Water has been on my mind the past few weeks as we ponder how to best care for our backyard pond, an "inherited" feature of our property that we want to keep healthy for the living things that live in and around it.

This is a big spring-fed pond, almost as wide as our lawn and maybe 10 feet deep, not a little kidney-shaped plastic pool. We don't have aeration or other mechanical devices to keep the water oxygenated; we don't do chemicals; we're basically relying on Mother Nature to keep the pond's ecosystem going.

And it has for the most part. It is home to two slider turtles and a multitude of fish, planted comets from the pet store as well as an assortment of tiny wild fish that have just shown up (probably as a result of fish eggs migrating via wildfowl feet.)

But a population explosion of fish this summer has got us worried about winterizing the pond; making sure that we don't experience winterkill, a condition that happens when toxic gases from decomposing plants become trapped under ice and suffocate pond life.
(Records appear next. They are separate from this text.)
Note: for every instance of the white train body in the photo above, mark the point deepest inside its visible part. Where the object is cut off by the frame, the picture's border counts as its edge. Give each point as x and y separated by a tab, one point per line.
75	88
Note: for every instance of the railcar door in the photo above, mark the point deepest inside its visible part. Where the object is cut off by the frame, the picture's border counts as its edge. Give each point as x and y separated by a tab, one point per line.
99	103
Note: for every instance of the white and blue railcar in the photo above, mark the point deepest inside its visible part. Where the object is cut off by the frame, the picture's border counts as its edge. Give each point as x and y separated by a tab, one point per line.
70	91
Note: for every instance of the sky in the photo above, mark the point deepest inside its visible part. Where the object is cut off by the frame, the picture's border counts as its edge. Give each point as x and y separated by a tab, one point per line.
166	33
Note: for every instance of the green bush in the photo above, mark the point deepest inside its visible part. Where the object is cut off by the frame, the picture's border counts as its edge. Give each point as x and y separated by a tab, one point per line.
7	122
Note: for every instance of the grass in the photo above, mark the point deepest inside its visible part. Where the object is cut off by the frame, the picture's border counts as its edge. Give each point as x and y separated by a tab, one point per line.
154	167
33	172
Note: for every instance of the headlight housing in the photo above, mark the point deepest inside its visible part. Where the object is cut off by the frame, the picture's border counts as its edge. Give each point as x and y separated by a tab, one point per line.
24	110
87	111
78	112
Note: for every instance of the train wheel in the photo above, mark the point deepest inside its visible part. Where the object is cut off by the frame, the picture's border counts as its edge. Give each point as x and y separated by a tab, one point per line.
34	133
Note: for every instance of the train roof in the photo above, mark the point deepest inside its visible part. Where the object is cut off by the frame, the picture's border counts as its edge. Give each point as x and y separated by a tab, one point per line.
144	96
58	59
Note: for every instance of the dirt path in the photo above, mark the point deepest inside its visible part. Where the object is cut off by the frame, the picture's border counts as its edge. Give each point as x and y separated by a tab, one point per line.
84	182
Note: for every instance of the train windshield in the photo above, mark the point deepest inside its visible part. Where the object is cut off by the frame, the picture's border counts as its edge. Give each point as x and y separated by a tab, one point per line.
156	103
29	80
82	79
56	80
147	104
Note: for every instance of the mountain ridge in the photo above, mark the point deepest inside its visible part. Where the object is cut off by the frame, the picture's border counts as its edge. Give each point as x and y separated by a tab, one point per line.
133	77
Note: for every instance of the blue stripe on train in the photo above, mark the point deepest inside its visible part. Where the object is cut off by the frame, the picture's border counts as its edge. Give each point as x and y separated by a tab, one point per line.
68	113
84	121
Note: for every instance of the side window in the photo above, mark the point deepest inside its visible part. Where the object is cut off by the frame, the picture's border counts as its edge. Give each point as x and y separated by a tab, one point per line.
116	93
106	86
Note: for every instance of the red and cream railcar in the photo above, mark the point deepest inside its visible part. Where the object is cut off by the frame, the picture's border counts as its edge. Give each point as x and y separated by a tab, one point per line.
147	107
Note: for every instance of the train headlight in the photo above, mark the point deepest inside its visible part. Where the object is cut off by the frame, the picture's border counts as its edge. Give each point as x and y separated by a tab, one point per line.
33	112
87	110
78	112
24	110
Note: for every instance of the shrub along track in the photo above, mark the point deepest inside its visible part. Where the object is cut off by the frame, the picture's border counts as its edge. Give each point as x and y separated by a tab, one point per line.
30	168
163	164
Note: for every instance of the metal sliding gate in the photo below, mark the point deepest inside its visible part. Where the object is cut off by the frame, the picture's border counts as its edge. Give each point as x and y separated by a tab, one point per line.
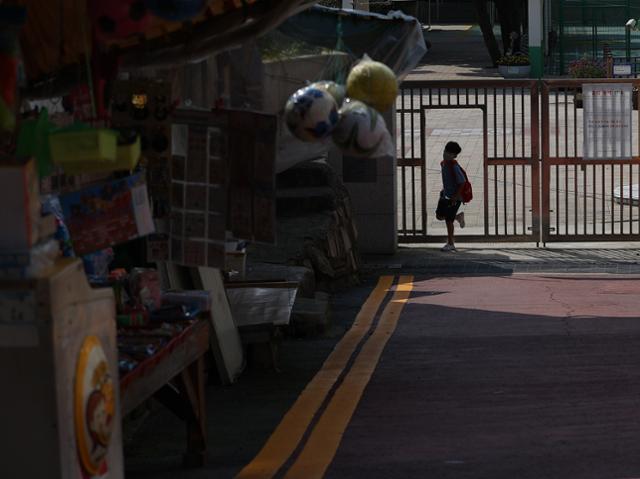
496	123
584	200
522	150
This happened to us a couple of years ago; we were horrifed, come spring thaw, to find dead frogs and fish bobbing in the water.

So I've been doing a lot of reading. I've been raking dead leaves and vegetative muck out of the water as I've been able. I've been moderating our fishes' snacks to lower the ammonia content of the water for winter. I've been asking around on gardening forums about creative, non-electricity-using ways to keep open spots in the pond during the winter.

Keeping water clean is hard work, even on our relatively small scale.

Millions of human beings around the world have no access to clean drinking water or safe sanitation. That's why I, like a lot of other bloggers today, are inviting you to think about the importance of clean water to the whole world (and, as our Native American friends would say, to all our relations on this planet), to learn more about this issue and to, if you're able, lend some support to programs that help make water and sanitation available. On the right side of my blog you'll see a widget for the United Nations' clean water initiative; it's likely that you'll also find information about clean-water initiatives on the websites of your church bodies' aid/development agencies and other faith-based organizations.

As many of us are reminded everytime we celebrate a baptism in our churches, water is a good gift of God. We should give thanks for ours...and we can help others to receive this gift.